Применение эротического: эротическое как сила

У силы множество разновидностей: применяемых и не находящих применения, признанных и непризнанных. Эротическое — ресурс внутри каждой из нас, лежащий в глубоко женской и духовной плоскости, прочно укорененный в силе нашего невыраженного или нераспознанного чувства. Чтобы закрепиться, любому угнетению нужно отравить или извратить те разнообразные источники силы в культуре угнетенных, которые могут дать энергию для перемен. Для женщин это означает подавление эротического как признаваемого источника силы и информации в нашей жизни.

Нас приучили относиться к этому ресурсу с подозрением, в западном обществе его принижают, поносят и обесценивают. С одной стороны, поверхностно эротическое поощряется как знак женской неполноценности; с другой стороны, женщин заставляют страдать и чувствовать себя одновременно презренными и подозреваемыми в силу его существования.

От этого остается всего один шаг до ложной уверенности в том, что только подавление эротического в нашей жизни и сознании может сделать женщин по-настоящему сильными. Но эта сила иллюзорна, ведь она создана в контексте мужских моделей власти.

Как женщины, мы научились не доверять той силе, которая берет начало в самом глубинном и нерациональном нашем знании. Всю жизнь нас предостерегал от нее мужской мир, который достаточно ценит эту глубину чувств, чтобы держать женщин при себе и использовать ее в интересах мужчин, но который в то же время слишком боится этой глубины, чтобы исследовать ее возможности внутри себя. Поэтому женщин держат в отстраненном/подчиненном положении, чтобы психологически доить их — так муравьи держат колонии тли, получая от них живительную субстанцию для своих хозяев.

Но эротическое дает источник восстановительной и дерзкой силы женщине, которая не боится ее откровений, но и не поддается мнению, что достаточно одного только чувственного восприятия.

Мужчины часто называли эротическое ложными именами и использовали его против женщин. Его превратили в путаное, тривиальное, психотическое, запаянное в пластик ощущение. Поэтому мы часто отказываемся от изучения и обсуждения эротического как источника силы и информации, путая его с его противоположностью — порнографией. Но порнография — это прямое отрицание силы эротического, так как она представляет собой подавление истинного чувства. Порнография сосредотачивается на ощущении без чувства.

Эротическое — это соотношение между началами ощущения собственного «я» и хаосом сильнейших наших чувств. Это внутреннее ощущение удовлетворения, к которому, однажды испытав его, мы можем стремиться вновь. Ведь испытав полноту этой глубины чувств и осознав ее силу, в гордости и самоуважении мы не можем ожидать от себя меньшего.

Требовать наибольшего от себя, от своей жизни, от своего труда — всегда нелегко.
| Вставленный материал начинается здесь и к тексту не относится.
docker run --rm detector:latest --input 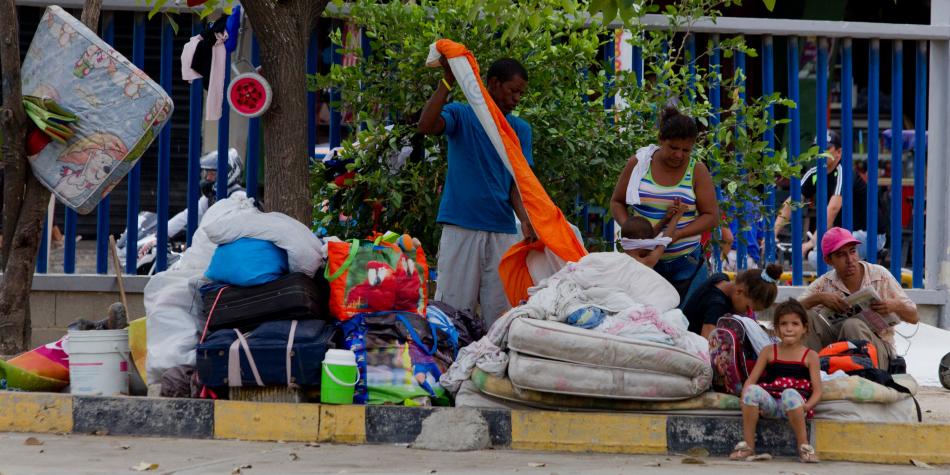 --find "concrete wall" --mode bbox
[23,274,148,346]
[30,291,145,347]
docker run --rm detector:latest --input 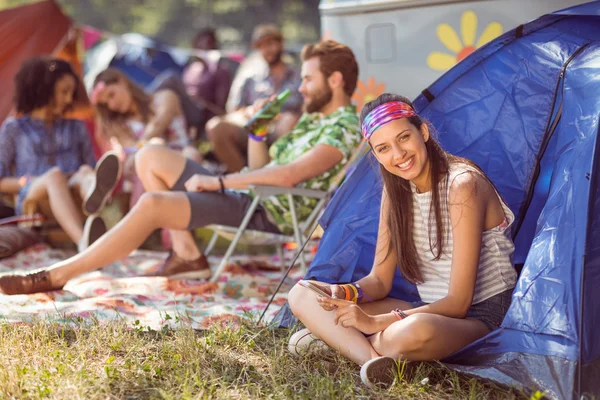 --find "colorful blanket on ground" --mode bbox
[0,244,302,330]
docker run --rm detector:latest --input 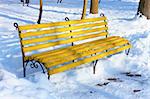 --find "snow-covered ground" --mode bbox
[0,0,150,99]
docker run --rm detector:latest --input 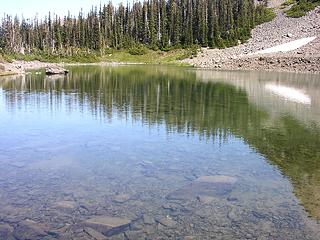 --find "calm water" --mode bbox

Поощрять совершенство — значит выходить за рамки посредственности, поощряемой в нашем обществе. Но сдаться перед страхом чувства и работы на полную мощность — роскошь, которую могут позволить себе лишь те, кто живет непреднамеренно, а непреднамеренность — удел тех, кто не хочет управлять собственной судьбой.

Внутреннее требование стремления к совершенству, которому мы учимся у эротического, не следует неверно понимать как требование невозможного от самих себя или от других. Такое требование лишает всех причастных способности к действию. Ведь эротическое — вопрос не только того, что мы делаем; это вопрос того, насколько остро и полно мы можем чувствовать в действии. Как только мы узнаем предел своей способности чувствовать это удовлетворение и завершенность, тогда мы сможем наблюдать, какое из разнообразных начинаний в нашей жизни приводит нас ближе всего к этой полноте.
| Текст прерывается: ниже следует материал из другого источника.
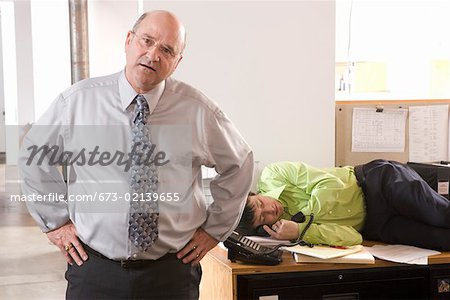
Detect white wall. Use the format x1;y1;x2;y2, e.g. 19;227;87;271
30;0;71;121
140;1;335;166
88;0;139;77
10;1;335;166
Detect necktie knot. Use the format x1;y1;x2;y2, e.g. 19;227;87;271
136;95;148;112
134;95;150;124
Цель всего, что мы делаем, — сделать нашу жизнь и жизнь наших детей богаче и возможнее. Когда я воздаю честь эротическому во всех своих начинаниях, мой труд становится осознанным решением — желанным ложем, куда я ступаю с благодарностью и откуда поднимаюсь с новыми силами. Конечно, женщины, наделенные такой силой, опасны. Поэтому нас учат отделять эротическое требование от всех ключевых областей нашей жизни, кроме секса. И равнодушие к эротическому источнику и удовлетворению от нашего труда ощущается в том разочаровании, которое приносит нам многое из того, что мы делаем. Например, как часто мы чувствуем подлинную любовь к своей работе, даже когда она особенно тяжела?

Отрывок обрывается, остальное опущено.